Les amis, voici un projet coup de coeur Made in Lille, que Y a d'la joie soutient de tout son coeur, l'ouverture de Maison Herbier, épicerie fine ouverte à tous, accessible aux végétariens, aux intolérants au gluten et à tous les gourmands veinards qui peuvent se régaler de tout!

Coralie Blais, que vous connaissez déjà pour avoir goûté grâce à elle de délicieuses confitures à la Chambre aux confitures de Lille, se lance en solo et a besoin de notre appui Pour participer, c'est par ici!!!

Nous, on a décidé de lui apporter un peu de lumière en mettant un coup de projecteur sur son projet d'ouverture prochaine rue royale.

Mesdames, Mesdemoiselles, Messieurs, merci d'applaudir bien fort, Coralie!

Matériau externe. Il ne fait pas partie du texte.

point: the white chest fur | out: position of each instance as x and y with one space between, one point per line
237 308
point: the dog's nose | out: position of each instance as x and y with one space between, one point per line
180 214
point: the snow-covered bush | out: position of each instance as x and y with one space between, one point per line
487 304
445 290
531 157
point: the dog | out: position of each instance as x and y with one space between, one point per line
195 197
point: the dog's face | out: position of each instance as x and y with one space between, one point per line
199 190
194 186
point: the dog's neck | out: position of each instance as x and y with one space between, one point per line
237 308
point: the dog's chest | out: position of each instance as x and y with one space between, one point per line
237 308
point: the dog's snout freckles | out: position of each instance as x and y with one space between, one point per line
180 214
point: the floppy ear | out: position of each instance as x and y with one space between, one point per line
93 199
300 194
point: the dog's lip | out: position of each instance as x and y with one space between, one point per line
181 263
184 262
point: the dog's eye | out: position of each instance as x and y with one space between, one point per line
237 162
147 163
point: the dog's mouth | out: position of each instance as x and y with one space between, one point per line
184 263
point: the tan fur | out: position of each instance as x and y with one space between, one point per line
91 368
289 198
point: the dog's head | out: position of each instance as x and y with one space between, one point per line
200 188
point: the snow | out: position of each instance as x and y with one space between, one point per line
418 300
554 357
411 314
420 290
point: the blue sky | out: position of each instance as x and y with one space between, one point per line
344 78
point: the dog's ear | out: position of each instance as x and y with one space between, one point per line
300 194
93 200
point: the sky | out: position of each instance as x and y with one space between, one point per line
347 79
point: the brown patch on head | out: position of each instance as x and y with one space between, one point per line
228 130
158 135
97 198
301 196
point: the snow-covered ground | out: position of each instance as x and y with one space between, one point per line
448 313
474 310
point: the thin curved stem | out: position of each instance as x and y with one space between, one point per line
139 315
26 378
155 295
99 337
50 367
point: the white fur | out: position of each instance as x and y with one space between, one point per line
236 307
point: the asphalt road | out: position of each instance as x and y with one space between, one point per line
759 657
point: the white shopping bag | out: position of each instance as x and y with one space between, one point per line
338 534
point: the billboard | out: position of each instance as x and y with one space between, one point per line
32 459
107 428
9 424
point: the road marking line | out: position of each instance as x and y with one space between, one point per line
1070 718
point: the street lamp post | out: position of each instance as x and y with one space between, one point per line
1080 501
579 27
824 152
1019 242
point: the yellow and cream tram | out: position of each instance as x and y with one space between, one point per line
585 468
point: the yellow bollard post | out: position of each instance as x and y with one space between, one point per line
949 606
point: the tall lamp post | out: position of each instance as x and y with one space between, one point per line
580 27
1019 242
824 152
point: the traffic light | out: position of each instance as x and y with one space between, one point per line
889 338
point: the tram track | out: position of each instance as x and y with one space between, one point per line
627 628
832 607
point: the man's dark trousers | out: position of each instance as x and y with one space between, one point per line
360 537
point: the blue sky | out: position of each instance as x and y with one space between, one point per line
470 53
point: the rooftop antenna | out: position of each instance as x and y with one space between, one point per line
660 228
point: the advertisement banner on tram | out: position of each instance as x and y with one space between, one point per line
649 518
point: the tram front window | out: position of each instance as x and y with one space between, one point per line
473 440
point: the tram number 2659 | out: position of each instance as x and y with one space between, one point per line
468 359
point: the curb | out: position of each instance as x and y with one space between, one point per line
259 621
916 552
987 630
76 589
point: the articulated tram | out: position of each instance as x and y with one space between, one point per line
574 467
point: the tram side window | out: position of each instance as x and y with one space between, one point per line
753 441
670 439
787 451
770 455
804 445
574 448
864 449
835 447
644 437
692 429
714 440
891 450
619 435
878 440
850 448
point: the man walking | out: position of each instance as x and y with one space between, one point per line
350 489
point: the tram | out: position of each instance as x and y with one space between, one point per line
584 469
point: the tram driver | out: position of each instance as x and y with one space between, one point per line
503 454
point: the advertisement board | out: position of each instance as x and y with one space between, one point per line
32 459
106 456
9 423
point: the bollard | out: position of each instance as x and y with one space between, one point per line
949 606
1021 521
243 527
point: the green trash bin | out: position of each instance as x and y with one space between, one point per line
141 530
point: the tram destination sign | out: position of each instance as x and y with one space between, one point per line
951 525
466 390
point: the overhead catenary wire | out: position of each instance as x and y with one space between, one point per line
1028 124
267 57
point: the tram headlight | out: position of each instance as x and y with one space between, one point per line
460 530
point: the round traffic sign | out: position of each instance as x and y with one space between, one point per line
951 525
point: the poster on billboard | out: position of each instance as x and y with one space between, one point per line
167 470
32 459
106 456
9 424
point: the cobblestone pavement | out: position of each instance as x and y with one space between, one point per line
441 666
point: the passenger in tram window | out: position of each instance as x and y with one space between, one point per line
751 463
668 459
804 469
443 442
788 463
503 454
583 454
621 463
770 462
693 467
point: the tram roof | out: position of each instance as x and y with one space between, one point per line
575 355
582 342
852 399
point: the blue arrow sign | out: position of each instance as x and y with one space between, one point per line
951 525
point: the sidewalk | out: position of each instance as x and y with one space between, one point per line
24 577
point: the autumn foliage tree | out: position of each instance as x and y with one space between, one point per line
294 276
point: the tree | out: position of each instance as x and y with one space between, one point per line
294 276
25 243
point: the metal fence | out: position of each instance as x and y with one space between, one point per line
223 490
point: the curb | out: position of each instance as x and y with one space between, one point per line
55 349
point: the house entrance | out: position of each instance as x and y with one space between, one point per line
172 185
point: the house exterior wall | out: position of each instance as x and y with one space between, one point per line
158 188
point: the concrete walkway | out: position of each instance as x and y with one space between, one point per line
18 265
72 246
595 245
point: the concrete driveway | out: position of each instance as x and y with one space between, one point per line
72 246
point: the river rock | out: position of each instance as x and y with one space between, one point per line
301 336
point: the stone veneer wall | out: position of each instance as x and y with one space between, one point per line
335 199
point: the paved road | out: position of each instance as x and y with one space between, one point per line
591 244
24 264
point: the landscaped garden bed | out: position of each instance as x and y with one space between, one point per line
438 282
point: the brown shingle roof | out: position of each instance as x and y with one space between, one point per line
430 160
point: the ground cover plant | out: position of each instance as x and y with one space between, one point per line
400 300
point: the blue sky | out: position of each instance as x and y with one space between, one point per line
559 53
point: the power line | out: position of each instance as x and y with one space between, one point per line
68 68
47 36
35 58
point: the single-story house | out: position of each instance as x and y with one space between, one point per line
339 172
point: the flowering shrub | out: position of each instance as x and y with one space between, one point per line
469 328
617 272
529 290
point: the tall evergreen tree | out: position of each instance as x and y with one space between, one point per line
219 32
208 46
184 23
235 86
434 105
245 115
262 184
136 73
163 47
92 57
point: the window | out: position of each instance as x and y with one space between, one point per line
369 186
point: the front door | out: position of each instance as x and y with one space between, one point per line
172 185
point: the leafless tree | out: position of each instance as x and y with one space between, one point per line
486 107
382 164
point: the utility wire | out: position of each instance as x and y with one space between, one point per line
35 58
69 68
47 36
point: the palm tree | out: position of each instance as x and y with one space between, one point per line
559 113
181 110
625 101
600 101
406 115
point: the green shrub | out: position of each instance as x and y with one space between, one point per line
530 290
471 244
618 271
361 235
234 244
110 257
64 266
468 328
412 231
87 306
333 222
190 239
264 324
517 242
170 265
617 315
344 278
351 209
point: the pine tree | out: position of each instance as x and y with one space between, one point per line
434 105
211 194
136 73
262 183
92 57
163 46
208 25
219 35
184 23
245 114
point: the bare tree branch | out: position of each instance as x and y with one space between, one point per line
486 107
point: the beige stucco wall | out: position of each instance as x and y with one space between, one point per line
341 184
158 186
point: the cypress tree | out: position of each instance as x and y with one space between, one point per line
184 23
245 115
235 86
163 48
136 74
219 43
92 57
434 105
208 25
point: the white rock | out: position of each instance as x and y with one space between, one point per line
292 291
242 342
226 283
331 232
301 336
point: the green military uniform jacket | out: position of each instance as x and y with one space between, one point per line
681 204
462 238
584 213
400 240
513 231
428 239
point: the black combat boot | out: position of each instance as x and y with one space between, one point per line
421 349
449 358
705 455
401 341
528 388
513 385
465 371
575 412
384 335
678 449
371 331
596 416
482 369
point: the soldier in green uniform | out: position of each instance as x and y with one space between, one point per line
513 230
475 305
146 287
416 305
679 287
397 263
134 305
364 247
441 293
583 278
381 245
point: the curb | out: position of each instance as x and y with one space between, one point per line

Coralie, itinéraire d’une étoile montante de l’entreprenariat Healthy Made in Nord.

Un vrai tempérament de conquérante se cache sous la voix douce et posée de Coralie, trentenaire pétillante et motivée de la Métropole Lilloise. Petite, elle voulait être marchande et végétarienne, preuve que les rêves d’enfant sont souvent révélateurs de la nature profonde qui réside au fond de chacun de nous. Coralie est une gestionnaire, une commerçante et un manager hors pair.  Elle parle de hasards là où nous voyons un chemin sinueux semé de fleurs, parfois d’orties mais surtout de sentiers battus qu’elle n’hésitera pas à emprunter pour arriver à son but.
Car si aujourd’hui Coralie est dans la dynamique d’un projet passionnant, avec la création d’une boutique bien à elle, elle n’a jamais hésité à repousser ses propres limites pour découvrir puis confirmer ses ambitions professionnelles.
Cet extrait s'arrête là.